Practical Corpus Linguistics: An Introduction to Corpus-Based Language Analysis by Martin Weisser
Practical Corpus Linguistics is a great introduction to analyzing language data with hands-on exercises using free software and websites. For anyone interested in textual analysis, corpus linguistics, and digital humanities, this book will get you started on the basics. There are other introduction to corpus linguistics books available, but this appears to be the only one that is designed as more of a how-to guide rather than a theoretical overview.

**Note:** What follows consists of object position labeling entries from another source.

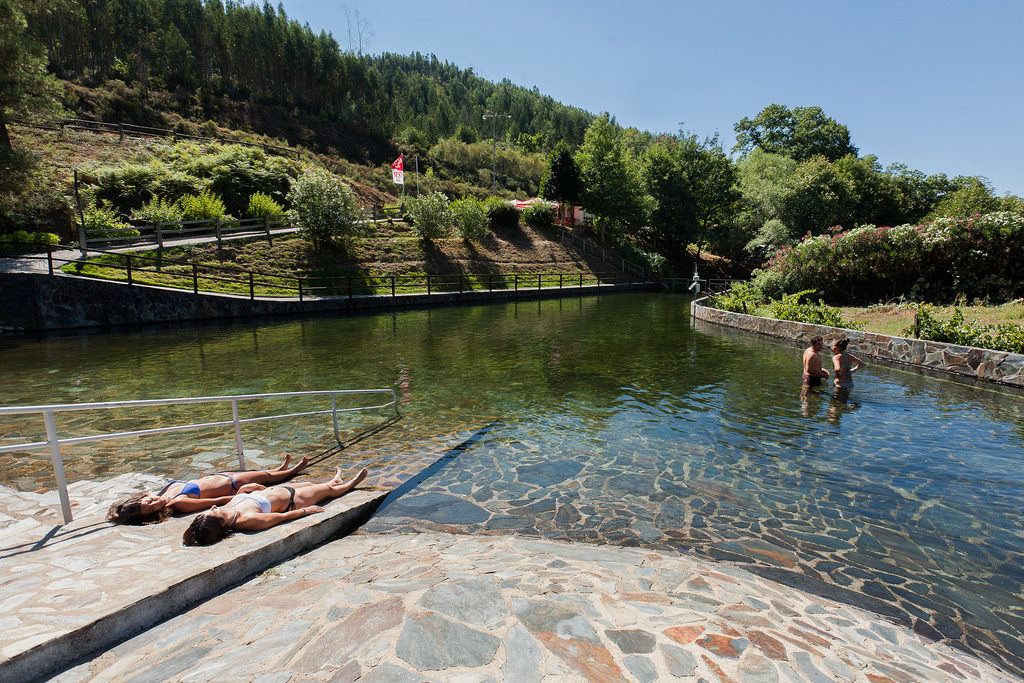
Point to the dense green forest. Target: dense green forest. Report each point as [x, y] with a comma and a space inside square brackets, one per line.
[202, 65]
[204, 51]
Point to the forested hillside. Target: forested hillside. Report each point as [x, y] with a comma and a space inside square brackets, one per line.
[208, 52]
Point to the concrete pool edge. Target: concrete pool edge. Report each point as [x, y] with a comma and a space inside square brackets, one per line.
[38, 302]
[120, 620]
[999, 367]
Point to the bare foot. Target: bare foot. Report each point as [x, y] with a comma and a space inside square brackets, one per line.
[351, 483]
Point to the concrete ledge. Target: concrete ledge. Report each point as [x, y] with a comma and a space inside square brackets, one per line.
[35, 302]
[126, 556]
[999, 367]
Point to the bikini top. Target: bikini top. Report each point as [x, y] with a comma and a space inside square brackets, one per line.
[261, 501]
[192, 489]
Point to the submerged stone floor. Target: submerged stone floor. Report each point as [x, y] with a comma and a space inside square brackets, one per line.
[445, 607]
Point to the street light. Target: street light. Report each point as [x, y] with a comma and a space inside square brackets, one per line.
[494, 147]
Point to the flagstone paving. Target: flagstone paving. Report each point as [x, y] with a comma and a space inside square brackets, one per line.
[438, 606]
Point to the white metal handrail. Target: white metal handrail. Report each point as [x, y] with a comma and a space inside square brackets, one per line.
[54, 442]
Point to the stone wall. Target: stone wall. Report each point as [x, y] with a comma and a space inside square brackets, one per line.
[36, 302]
[966, 360]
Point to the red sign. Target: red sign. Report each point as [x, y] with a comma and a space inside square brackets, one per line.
[397, 175]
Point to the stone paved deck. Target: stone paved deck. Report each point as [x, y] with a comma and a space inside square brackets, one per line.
[66, 590]
[446, 607]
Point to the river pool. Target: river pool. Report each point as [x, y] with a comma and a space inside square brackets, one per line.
[601, 420]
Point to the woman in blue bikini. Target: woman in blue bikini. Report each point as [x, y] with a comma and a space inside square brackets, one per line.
[200, 494]
[846, 364]
[259, 510]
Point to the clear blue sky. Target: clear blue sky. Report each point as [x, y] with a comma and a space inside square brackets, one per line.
[937, 85]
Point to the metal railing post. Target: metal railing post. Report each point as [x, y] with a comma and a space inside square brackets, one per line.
[51, 437]
[238, 433]
[334, 416]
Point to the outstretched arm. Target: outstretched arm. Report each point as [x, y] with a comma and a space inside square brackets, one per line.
[262, 520]
[197, 504]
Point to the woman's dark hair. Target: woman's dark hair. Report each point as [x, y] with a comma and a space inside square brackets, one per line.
[130, 512]
[206, 530]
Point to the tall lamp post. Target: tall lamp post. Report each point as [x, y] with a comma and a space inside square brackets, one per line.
[494, 147]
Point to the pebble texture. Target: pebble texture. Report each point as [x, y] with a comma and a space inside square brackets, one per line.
[977, 363]
[445, 607]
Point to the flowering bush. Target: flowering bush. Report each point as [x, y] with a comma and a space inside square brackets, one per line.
[975, 257]
[1000, 337]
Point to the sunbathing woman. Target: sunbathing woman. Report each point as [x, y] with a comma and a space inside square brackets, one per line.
[200, 494]
[257, 511]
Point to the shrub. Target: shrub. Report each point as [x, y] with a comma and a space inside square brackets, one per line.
[999, 337]
[28, 238]
[976, 257]
[262, 206]
[501, 212]
[324, 208]
[101, 220]
[431, 216]
[750, 298]
[205, 206]
[158, 211]
[470, 216]
[127, 186]
[539, 214]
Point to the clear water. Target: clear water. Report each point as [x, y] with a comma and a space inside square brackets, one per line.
[606, 419]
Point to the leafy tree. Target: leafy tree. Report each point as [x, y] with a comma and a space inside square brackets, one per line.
[799, 133]
[561, 181]
[612, 186]
[324, 208]
[974, 196]
[693, 183]
[26, 89]
[818, 197]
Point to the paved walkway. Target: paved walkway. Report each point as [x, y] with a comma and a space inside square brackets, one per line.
[415, 607]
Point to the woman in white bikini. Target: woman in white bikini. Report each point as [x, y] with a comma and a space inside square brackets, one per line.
[196, 495]
[255, 511]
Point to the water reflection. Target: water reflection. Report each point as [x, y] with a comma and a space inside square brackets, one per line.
[613, 420]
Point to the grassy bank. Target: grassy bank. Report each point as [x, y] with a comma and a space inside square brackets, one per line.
[894, 319]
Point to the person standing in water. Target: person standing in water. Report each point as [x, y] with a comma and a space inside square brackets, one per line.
[813, 372]
[846, 364]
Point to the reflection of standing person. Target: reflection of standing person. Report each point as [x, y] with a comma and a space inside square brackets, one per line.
[846, 364]
[813, 372]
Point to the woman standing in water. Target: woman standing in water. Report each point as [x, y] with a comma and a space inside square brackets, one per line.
[845, 364]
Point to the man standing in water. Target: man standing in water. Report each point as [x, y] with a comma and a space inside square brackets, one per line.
[813, 372]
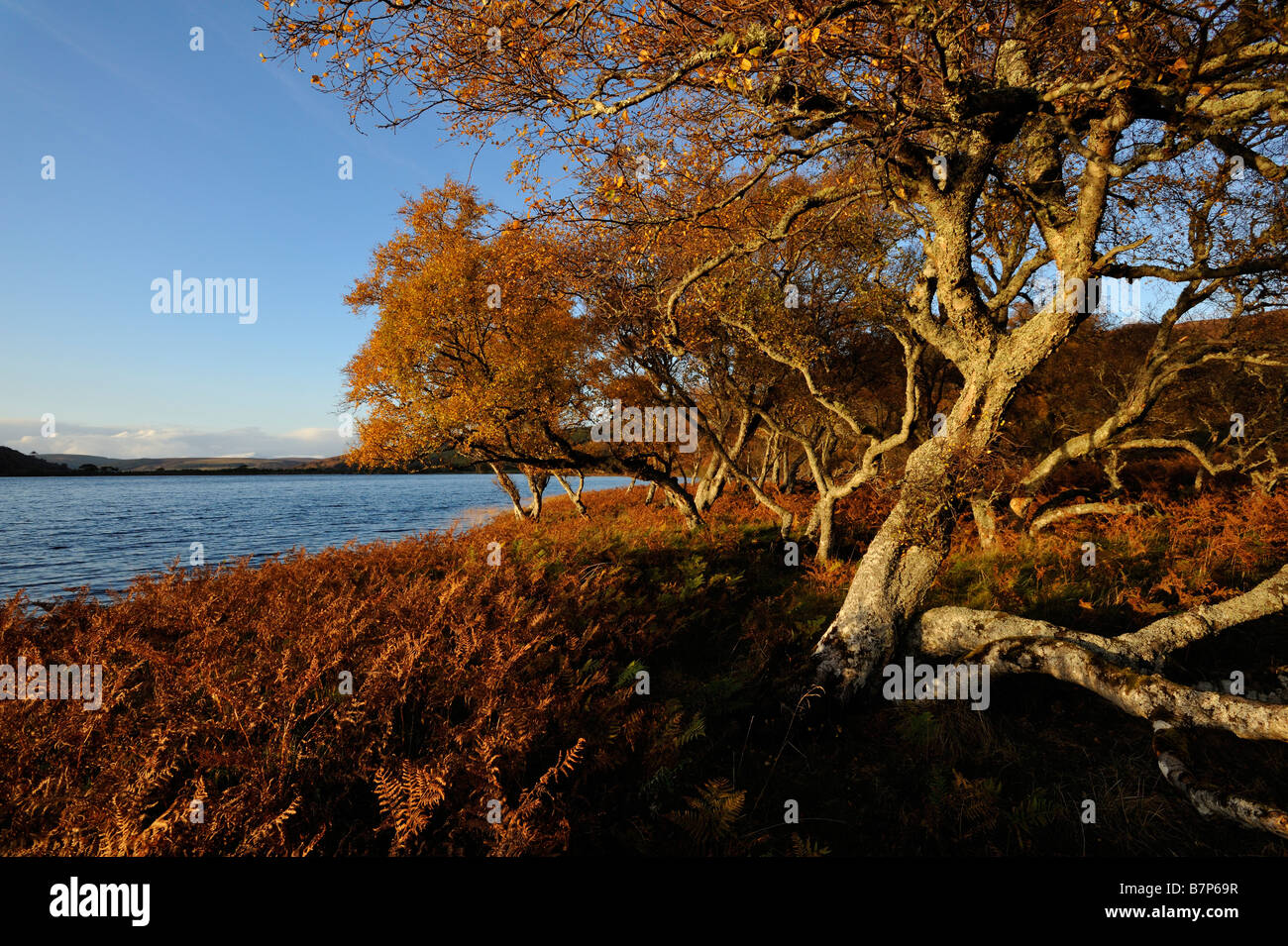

Chapters include collecting and cleaning data, concordancing, querying mega corpora online, frequency analysis, keywords in context, and part-of-speech tagging. There are even chapters on regular expressions and XML. Each chapter features several exercises for you to try out, as well as solutions to and comments on the exercises. There is also a companion website for the book with more exercises as well as updates.
The BYU website was changed shortly after the book was published, so you will need to check the companion website for instructions on using the new interface for accessing the Corpus of Contemporary American English. However, the old website is still available. You will also need to download the free software, AntConc, and create a free account at the BNCweb site to follow along with the exercises.
If you prefer to analyze languages other than English, check out a simple analysis of telenovela Spanish phrases I carried out using DownThemAll to collect transcripts, Python to clean the text files, and AntConc to find the most common phrases.
More Corpus Linguistics
The 8-week Corpus Linguistics MOOC at Futurelearn is another great introduction to the methodology. Both Lancaster and Birmingham run Corpus Linguistics summer schools in the UK every year if you’re able to travel to them.
If you’re interested in learning more programming for humanities research (usually in Python), try the lessons at Programming Historian and check out my list of Digital Humanities tools. Martin Weisser also wrote Essential Programming for Linguists (using Perl) that you might be interested in.